I put two L. D. Braithwaites and two Reine des Violettes together in the front of the house which faces west. But the sun doesn’t get to them till just about noonish. I had an awful time with black-spot on both varieties in this location. Years prior I had 10 hybrid tea ‘Simplicity’ in that area and the black-spot was severe. There wasn’t enough sun there for roses. I waited a few years before planting roses again in that bed but perhaps the black-spot lived on in the soil and would infect any rose I may put there. I moved one Reine des Violettes to the back yard in all day sun and the black-spot reduced dramatically. I did the same with L.D. but to no avail. The black–spot was just as bad. I got rid of both of the L.D. Braithwaites and moved the final Reine des Violettes to the back for more sun. Now and then I’ll get a touch of black-spot on them but not enough to cause de-nuding of leaves or cause me grief. Removing the few leaves with black-spot early on in the game is crucial to gaining the upper hand.

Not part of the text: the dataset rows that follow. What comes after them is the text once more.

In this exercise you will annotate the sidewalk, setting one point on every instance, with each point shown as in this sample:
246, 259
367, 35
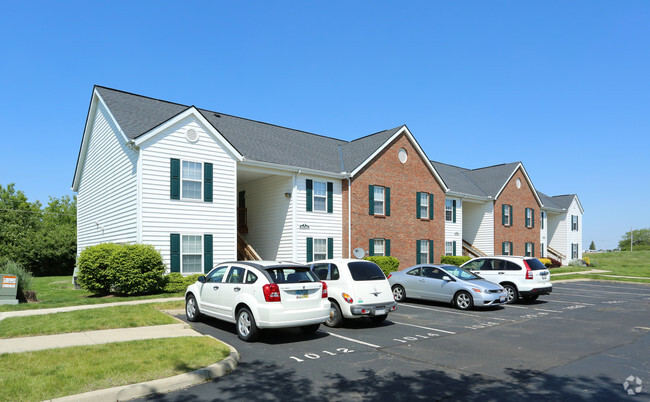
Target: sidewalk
132, 391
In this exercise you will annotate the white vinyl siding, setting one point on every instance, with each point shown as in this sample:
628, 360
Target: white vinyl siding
454, 230
478, 225
107, 194
162, 216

Every spring I lightly work in a shovelful of alfalfa meal around the drip zone for fertilizing my roses. Lightly scratch it in, so as not to break up too many surface roots but to incorporate some of the soil so the microbes will begin to break it down. Alfalfa meal has an NPK ratio of 3-1-2, and one gardening radio host says this is the natural food ratio plants use. It is slow release, so early spring and early summer is what I do. I’d read somewhere that an annual fresh layer of mulch/compost under roses will prevent black spot. Spores settled in the dirt can be splashed back up onto the rose from raindrops and re-infect the plant. However I’ve also learned that black-spot over winters on rose canes. You can see it. An organic oil spray is supposed to smother that, but I didn’t have a lot of success with it. I like the compost idea, so I do that. This will also keep the moisture in the soil longer, reducing watering. I keep infected leaves picked off the plant and picked up from the ground. And by all means keep those leaves out of your personal compost heap. A typical home compost pile doesn’t always get hot enough to kill pathogens. Dispose of the leaves in the city pick up bin, garbage bin, or burn them if you do burn piles.

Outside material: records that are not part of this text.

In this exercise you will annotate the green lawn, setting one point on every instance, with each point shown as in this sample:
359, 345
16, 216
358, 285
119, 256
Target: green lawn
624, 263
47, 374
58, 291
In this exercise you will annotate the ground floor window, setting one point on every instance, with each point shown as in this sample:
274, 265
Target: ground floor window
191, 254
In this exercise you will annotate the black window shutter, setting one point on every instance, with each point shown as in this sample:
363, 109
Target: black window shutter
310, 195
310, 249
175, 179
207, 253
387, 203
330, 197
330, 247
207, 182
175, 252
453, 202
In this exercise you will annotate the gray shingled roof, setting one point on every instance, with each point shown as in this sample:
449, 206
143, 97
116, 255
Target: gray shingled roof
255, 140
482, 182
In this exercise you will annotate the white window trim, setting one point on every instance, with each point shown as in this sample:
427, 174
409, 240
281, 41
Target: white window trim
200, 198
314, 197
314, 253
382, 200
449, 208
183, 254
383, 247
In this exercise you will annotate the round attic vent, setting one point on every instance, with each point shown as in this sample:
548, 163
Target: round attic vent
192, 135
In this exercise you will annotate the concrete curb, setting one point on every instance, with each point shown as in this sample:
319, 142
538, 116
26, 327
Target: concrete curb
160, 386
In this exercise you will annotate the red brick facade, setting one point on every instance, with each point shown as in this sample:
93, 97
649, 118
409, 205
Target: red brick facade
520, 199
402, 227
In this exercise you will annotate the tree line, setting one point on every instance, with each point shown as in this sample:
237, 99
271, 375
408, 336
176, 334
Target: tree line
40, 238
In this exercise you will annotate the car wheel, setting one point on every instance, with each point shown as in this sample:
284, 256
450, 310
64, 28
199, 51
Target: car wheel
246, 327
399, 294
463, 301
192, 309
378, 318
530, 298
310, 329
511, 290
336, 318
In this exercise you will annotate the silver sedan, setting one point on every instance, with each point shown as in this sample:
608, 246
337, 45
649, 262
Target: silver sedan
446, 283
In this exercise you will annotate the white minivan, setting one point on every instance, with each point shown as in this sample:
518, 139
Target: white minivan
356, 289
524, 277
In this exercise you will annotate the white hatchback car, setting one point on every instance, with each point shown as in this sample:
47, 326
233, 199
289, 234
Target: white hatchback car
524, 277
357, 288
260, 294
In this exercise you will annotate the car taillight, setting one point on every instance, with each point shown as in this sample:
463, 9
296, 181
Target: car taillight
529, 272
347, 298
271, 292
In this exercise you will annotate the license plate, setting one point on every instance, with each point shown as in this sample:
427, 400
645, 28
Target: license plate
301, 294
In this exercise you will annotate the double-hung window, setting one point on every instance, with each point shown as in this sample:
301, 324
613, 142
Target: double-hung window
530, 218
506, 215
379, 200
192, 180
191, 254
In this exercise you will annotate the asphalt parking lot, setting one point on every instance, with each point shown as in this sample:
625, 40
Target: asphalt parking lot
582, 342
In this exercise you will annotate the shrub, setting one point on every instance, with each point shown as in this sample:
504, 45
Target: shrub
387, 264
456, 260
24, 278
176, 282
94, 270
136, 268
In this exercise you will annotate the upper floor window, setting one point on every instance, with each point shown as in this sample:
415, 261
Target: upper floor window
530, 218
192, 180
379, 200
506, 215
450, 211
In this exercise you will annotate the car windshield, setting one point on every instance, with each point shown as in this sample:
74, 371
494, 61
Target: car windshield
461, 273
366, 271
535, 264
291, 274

Perhaps you think me too lax, accepting a touch of black-spot. I don’t expect perfection from my garden, but I do expect performance. A little black-spot that a healthy plant can keep under control is acceptable to me. Perhaps you think plucking diseased leaves is too much work, but still want roses. Maybe one or two roses is enough for your garden, and your time.

Design wise, I dotted my roses amidst the perennials in my garden. I didn’t group the roses together nor did I plant them in rows. It is so much more a relaxed, natural look. I never plant anything in rows as I once did, with the exception of peas and beans.

One last thing. Hybrid tea’s seem to have a nice perpetual blooming, with a brief rest at some point. I don’t think I can say that about the English roses that I have. I would have to say repeating bloom but not perpetual. They have a nice initial full bloom, then rest for a spell, and then re-bloom. After that there is a sporadic lesser bloom that can go on into winter here. It’s not uncommon to have a rose blooming in December in the Pacific Northwest.

I’ve never grown Rugosa roses, the toughest most drought resistant of them all I think. I have never seen any disease on them. Their look is not refined enough for my garden. I prefer their style in a wooded or wild garden scheme, where I think they’d be eye-catching. I’ve seen honey bees gathering pollen from Rugosas often but alas, not the English rose.

If you’ve got an empty sunny spot in your garden and are considering roses, I highly recommend David Austin’s English Roses.

In bloom in my garden today: rose, canna, hosta, begonia, lobelia, alpine strawberry, tomato, beans, basil, chives, oregano, borage, thyme, lavender, nepeta, echinacea, liatris, loosestrife, veronica, gaillardia, purple poppy, oriental lily, phygelius, gaura, fushia, astillbe, guem, english daisy, star jasmine, hardy geranium, salvia, anise hyssop, coreopsis, tigridia, mullen, russian sage, ajuga, digitalis, nandina, daphne.